A sign outside of a campus parking lot. Josephine von Dohlen | Collegian

Starting this fall, all students must pay $50 to register vehicles on campus. Additionally, the fine for parking unregistered vehicles on college property has increased from $35 to $75.

As of Tuesday, Hillsdale does not have statistics for the number of students who have paid the fee and registered their cars this semester. According to Dean of Men Aaron Petersen, this number will either stay the same — “about 700 to 800 students per year” — or increase, due to the new way in which students must register.

“They have to go online and click yes or no. It brings to bear the question: ‘Are you bringing a car on campus or are you not?’ And we just think students will be honest.”

If the same amount of students register their cars this year, the registration fee alone will bring in an additional $35,000-$40,000 to the college. This, of course, does not include the fines from parking violations.

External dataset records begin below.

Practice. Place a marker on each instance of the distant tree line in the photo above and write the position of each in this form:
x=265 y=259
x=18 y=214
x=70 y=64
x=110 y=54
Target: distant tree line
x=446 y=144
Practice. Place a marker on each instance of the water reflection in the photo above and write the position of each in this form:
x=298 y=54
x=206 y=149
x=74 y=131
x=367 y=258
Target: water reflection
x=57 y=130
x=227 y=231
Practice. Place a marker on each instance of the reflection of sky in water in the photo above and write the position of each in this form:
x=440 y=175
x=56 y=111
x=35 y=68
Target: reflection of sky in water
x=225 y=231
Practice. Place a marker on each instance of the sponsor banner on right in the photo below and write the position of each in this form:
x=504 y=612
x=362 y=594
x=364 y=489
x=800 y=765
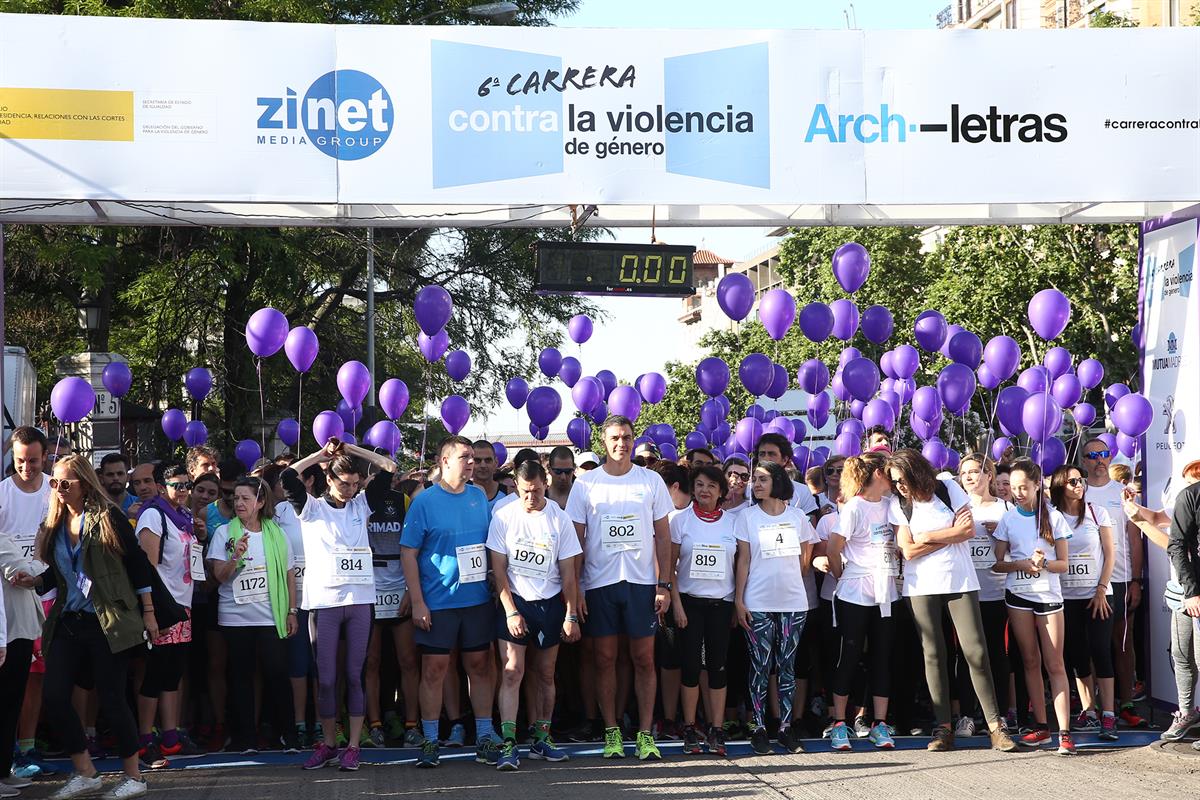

The fee will cover not only the college’s costs for the space —  a valuable resource on our campus — but it also provides the college with revenue that will go towards “the ongoing cost of maintenance.”

The construction projects that are now consuming both the Dow and Benzing parking lots have dramatically decreased parking availability on campus, causing students to scramble to find spots both in the designated parking lots and in other areas. Professor of Political Economy Gary Wolfram commented on the role that supply and demand play in the registration fee.

“Demand for parking spaces is exceeding supply, resulting in the raise in price. They are simply trying to allocate spots, and revenue is the byproduct. Whoever values the parking spot the most will pay the price.”

This is basic economics, but the availability of spots even for those who register their cars is in question.

“I pay a lot of money to live in school-owned housing,” Sophomore Lauren Adams said. “Not only do I now have to pay to park, but also some dorms like Benzing have no parking lot. I’m paying to have a car here and I’m not even guaranteed a space.”

Additionally, many students living either on or off campus may choose to find alternative parking solutions rather than pay the fee and still risk not finding a place to park. Some may be willing to park their vehicle along Hillsdale Street or near the Sports Complex if it means they could save money. An anonymous senior states:

“I will not register my car this year. As an off-campus student, I’ll never park on campus, I’ll just park on the street. This really only affects people who live on campus.”

“All a fee does is create a disincentive for students to register their cars,” senior Josh Orlaski said. But the college has ignored his advice.

Hillsdale College owns these parking lots. It is their private property, and they have the right to enact this rule. The question still remains: Will students register their cars and pay the fee? Students who want to avoid a fine might, but many students may be disincentivized to register their cars and instead find cheaper or riskier alternatives for parking their vehicles.


Alexis Nester is a sophomore studying the liberal arts.